The R88 can also be used on its own to capture a detailed performance of a full band. Early methods for capturing ensembles involved gathering several vocalists and instrumentalists around one mic for practical purposes. Mixing the volumes of individual performers required physically adjusting the formation of the ensemble around the microphone or asking instrumentalists to temper their playing volume.
In his OneMic series, John Cuniberti implements the R88 in that same spirit and the resulting recordings are testament to the organic energy of the captured moment. The major difference with the R88, of course, is that breathtaking, natural stereo is captured in a truly organic way.
In the following video, the incredible band San Geronimo performs,”Pay Day” using only an R88 to capture the full band. Yes, it really is just a single R88 capturing this performance.
Distant Miking String Quartets, Sections, and Orchestras
The versatile R88 excels at recording string sections, quartets, orchestras, and other ensembles from a distance. From as far as 20 feet away, the R88 captures detailed, balanced sound of an instrument section and supplements it with massive room tone. When arranged 6 to 10 feet from the source, the R88 creates a massive, detailed room image without the need for any support microphones.

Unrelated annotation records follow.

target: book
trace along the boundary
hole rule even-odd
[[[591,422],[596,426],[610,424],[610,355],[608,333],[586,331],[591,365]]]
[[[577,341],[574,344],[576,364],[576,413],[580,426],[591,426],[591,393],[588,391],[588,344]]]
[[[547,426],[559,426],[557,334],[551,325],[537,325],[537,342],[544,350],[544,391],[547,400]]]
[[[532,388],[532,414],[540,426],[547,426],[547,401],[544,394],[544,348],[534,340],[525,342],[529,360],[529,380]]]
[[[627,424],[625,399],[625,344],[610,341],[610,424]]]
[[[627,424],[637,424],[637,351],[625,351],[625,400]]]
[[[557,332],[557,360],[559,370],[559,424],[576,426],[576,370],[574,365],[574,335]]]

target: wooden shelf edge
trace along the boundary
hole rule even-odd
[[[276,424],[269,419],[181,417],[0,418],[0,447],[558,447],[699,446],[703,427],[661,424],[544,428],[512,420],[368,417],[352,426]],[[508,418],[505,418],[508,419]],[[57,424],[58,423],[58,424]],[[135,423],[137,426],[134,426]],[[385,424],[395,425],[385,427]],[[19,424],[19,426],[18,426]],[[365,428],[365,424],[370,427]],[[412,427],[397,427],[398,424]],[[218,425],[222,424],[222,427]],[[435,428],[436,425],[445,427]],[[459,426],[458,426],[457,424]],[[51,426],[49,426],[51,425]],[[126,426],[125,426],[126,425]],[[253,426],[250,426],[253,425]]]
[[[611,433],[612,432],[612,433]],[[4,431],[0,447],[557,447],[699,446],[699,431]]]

When recording groups or ensembles, start by positioning the R88 from at least 5 feet away from the musicians with the white line aimed directly at the center of the ensemble. This will give you a balanced stereo spread in the two channels of the microphone. Because the two ribbon elements are perfectly in phase with one another you can pan the two channels however you wish. Most engineers start with channel 1 panned hard to the left and channel 2 panned hard to the right. This creates the largest and most realistic stereo width.
The image below shows where both elements of the R88 capture sound. The green area is the location that sound is captured in. When recording ensembles, make sure that the musicians are located within this green area. When both channels are hard-panned left and right, any source that is within this green area will sound like it is coming from that specific area.